If you are someone who is a member of the LGBTQI community who needs to consult with a lawyer, you should consider looking for someone who has a practice that handles a lot of LGBTQI issues or who has a lot of LGBTQI clients. Many legal issues that LGBTQI individuals face are matters that generally only affect individuals who do not have legally recognized relationships or are issues that only affect transgender individuals. Many of these individuals also face discrimination. Even if your situation is one that is not related to your sexual orientation or gender identity, it is often more comfortable to have a lawyer who is familiar with your life experience and relationship status, without extensive explanations.
In estate planning matters, the lack of legal recognition for same-sex relationships often means that attorneys must use different means to protect client’s assets or interests than for other individuals. Wills or powers of attorney sometimes require specialized language to protect assets or the interests of a surviving partner. Individuals in same-sex relationships often face tax issues, gift transfer matters, or other problems that married couples do not.

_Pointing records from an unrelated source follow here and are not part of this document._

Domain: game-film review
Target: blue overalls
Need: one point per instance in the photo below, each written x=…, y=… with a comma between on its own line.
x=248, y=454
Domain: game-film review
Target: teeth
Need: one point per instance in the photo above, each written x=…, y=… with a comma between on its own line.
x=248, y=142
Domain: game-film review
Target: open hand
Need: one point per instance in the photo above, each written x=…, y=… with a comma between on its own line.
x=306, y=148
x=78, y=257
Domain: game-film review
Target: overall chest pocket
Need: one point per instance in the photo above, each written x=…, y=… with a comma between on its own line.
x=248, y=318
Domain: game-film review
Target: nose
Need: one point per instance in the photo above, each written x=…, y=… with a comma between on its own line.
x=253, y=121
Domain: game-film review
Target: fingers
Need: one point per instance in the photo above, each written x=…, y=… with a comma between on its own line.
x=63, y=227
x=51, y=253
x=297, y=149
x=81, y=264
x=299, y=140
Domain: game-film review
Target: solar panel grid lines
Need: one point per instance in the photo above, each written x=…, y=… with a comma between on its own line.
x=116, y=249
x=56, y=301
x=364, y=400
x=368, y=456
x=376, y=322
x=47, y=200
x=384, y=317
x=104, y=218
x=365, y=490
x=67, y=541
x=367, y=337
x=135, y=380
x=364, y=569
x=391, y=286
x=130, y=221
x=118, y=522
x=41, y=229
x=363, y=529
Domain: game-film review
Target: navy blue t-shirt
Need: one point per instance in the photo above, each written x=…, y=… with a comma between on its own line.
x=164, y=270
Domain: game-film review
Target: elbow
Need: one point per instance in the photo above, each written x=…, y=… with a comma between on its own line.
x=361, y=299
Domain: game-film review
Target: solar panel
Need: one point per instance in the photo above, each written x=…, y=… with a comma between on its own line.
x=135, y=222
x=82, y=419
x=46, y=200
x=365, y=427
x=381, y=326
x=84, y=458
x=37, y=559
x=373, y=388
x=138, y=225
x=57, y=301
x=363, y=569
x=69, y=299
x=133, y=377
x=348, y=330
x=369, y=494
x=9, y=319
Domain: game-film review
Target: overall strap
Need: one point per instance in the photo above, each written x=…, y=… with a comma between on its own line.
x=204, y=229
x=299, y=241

Same-sex couples also face unique situations in family law. An attorney with experience in this matters can advise you on how to protect yourself in a new relationship, or how to dissolve a relationship while protecting your rights regarding children or property. Even experienced family law attorneys without experience or knowledge of LGBTQI matters sometimes advice clients that there is nothing that can be done because of the law. Attorneys with experience in these areas know what can be done, and often use creative approaches that can resolve your legal issues. These attorneys also know how or if a marriage, civil union, domestic partnership, or adoption performed in another state or country will be recognized in the state where the attorney practices.
Finally, transgender or non-gender-conforming individuals face a host of legal issues that other people do not. These individuals often need to change gender markers on identity documents and often change their names. It is imperative that these individuals are represented by a lawyer who, not only knows what special procedures they must follow, but also treats clients respectfully and compassionately and uses the correct name and pronouns.
Members of the LGBTQI community are often treated differently by the law. In hiring a lawyer, they should make sure that the lawyer they hire is aware of the differences and has the knowledge and experience with these differences to represent them effectively.